Carleen Libert Memorial Garden Rt. 77 at Commissioners Road


How not to love a newly emering flower - bury it under 3-4 inches of root mulch so it can bake.
How not to love a newly emering flower – bury it under 3-4 inches of root mulch so it can bake.

Today is the SADDEST of days I’ve suffered in a long time. It is like losing Carleen once again. How? Why? I am about to start the process of removing every flowering perennial I have planted, to create a memorial garden, on the island across from my house. My township’s mayor is hellbent on having things done his way. At his direction black dyed root mulch is being – over my strongest objection – dumped all over the garden’s surface because his buddy values “uniformity of appearance” over all else. Yes, everything on main street must be covered in black root mulch, one of the worst – from a garden’s vitality – products you can dump atop a flower bed. I spend most of yesterday pulling back that root mulch, that in a dozen+ cases, entirely covered young plants so they could be cooked alive. Countless other plants were damaged and/or stressed. That will greatly undermine everything I have planned and labored to create and perfect – so this garden could thrive virtually maintenance free even if I moved or passed – starting with a labor and science intensive effort to improve (amend) the utterly useless soil.

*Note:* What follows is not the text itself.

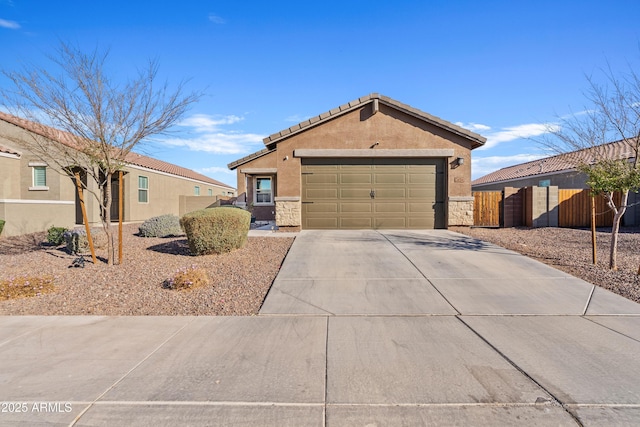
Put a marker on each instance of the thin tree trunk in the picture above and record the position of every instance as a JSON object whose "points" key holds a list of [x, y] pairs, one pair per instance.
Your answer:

I will soon follow with greater detail at Garden.info, a website Carleen started shortly before her passing.

One of Carleen’s favorite plant experts, “Mike McGrath”, has a weekly show on the local public radio station (WHYY) and he has specifically written about how wrongheaded it is to use black dyed root mulch. You can find articles either written by or approved by Mr. McGraph here Why Dyed Root Mulches are Bad for Gardens and here Why Using Root Mulch is a BAD IDEA

There are other reasons why this insistence, especially at this time, is wrongheaded which I will detail at Garden.info but, for now, if this is what they must do than I will do to create a garden that truly memorializes Carleen’s values. First, you amend the soil AND KEEP AMENDING IT. And you cannot readily do that when the soil is buried under 3-4 inches of black dyed root mulch, must less do effective battle with the god awful species of invasive grass that is trying to kill the garden – the type that buries its rizomes 8-12 inches below the surface. To kill it chemically one will have to kill the garden and short of that I do not expect the town’s folk will be happy to see the town’s employees doing what I was doing – digging each runner out by hand.

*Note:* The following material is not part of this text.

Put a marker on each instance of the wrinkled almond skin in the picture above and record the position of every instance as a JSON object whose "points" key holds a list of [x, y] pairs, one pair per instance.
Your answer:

This is wrong in so many ways. I am heartbroken but I will save the plants, move them to a place where I can tend them without this type of ruthless, thoughless, wrongheaded meddling – all in the name of “uniformity”.

Feel free to spread the word. All that matters is black dyed root mulch being the uniform surface appearance of things that grow on Main Street. Even on the patch of earth that is the hottest heat sink – surrounded on all sides by blacktop – on Main Street and which patch of earth has no water supply – so water has to be hauled to the island. Yep, makes purfect sense to me. Paint the earth black. That will lower the temperature surrounding the plants. Add inches of mulch to make it harder to deal with the invasive weeds that bury their runners 10 inches below the soil. Make it harder to amend the soil as all the leaf mulch I hand turned into the soil “cooks down”. Sure, just drop some composted leaves or manure atop all the wood fiber. And, dear townshiop, kill the heart and participation of the one person most likely to make the effort to make the garden beautiful and keep it that way.

Spread the word. I’ll save the flowers. They were so loved, at least by me, that they deserve to be rescued and delivered to a home that will love them as they have been loved from their start.